Falk plotted hominid cranial capacities against data for emissary veins. Her results show that for the past two million years the increase in frequencies of emissary foramina kept exact pace with the sharp increase in brain size (Falk 1992)

The implications of the Radiator Theory have a profound effect on the hypothesizing of hominid phylogenies. The classic or most widely recognized tree has A. afarensis giving rise to A. africanus and H.habilis with A. robustus diverging from A. africanus and A.boisei diverging from A. afarensis. The problem arises when considering the venous systems of these hominds. A. afarensis possesses the highly derived condition of an enlarged O/M sinus and both A. africanus and H. habilis have the primitive condition of a venous network.

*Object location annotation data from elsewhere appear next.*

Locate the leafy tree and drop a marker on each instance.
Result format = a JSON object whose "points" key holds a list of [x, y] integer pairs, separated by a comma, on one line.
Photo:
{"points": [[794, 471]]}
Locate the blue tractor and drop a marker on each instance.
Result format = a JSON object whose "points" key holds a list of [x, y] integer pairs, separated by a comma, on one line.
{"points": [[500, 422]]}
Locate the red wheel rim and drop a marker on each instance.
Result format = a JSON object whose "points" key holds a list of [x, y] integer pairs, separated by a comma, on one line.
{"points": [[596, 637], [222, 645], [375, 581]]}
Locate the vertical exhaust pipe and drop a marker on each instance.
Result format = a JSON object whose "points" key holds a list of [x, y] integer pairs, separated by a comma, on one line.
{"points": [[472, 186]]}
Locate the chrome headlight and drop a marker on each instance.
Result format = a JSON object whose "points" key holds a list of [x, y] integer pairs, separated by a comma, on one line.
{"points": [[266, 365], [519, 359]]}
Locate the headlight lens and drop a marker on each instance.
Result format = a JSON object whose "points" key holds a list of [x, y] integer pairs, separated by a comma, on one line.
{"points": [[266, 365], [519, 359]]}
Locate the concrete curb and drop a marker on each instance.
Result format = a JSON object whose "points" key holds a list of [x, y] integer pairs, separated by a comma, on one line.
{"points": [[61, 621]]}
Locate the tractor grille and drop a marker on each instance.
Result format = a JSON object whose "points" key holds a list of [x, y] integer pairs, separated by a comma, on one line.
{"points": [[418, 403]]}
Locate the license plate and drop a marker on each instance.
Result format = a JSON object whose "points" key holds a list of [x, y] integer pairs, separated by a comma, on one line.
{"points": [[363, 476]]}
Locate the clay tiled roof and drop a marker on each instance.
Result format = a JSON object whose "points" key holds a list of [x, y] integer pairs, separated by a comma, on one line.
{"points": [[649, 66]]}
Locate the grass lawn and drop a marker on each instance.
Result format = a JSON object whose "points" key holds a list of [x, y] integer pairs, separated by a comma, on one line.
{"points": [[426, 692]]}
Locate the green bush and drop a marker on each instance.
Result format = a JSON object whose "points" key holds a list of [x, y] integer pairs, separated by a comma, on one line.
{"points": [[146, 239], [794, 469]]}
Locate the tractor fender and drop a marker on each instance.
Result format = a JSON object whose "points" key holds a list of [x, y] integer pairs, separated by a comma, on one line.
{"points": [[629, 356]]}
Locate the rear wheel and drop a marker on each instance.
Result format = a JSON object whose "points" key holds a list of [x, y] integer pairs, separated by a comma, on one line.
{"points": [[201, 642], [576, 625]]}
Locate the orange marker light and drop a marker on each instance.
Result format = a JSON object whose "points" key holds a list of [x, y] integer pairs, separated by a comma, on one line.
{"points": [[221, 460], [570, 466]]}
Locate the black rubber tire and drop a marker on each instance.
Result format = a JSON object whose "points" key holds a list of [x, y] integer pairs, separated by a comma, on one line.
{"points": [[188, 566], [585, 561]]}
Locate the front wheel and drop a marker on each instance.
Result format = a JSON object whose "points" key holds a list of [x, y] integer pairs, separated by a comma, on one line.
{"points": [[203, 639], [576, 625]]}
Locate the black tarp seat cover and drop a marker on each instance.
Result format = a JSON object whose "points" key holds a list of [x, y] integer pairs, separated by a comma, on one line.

In conclusion, the evolution of a mechanism for human brain cooling has been debated by physiologists for some time. The research done by Falk and others provides considerable evidence that hominids were evolving selective brain cooling beginning about five million years ago in response to a change in climate and habitat. Although it has also been shown that not all early hominids required this character. Unfortunately, the lack of selective brain cooling may have inhibited the evolution of robust australopithecine brains and contributed to their extinction as a genus . Likewise, possession of selective brain cooling by our direct ancestors is likely to have been the releaser that allowed for Homo's rapid brain expansion and ultimate success.

References and further reading:

Falk, Dean 1992: Braindance. Henry Holt and Company, N.Y.

Falk and Conroy 1983: The cranial venous system in Australopithecus afarensis. Nature 306(22/29):779-781

Wheeler, Pete 1988: Stand tall and stay cool. American Scientist. May 12 pps. 62-65.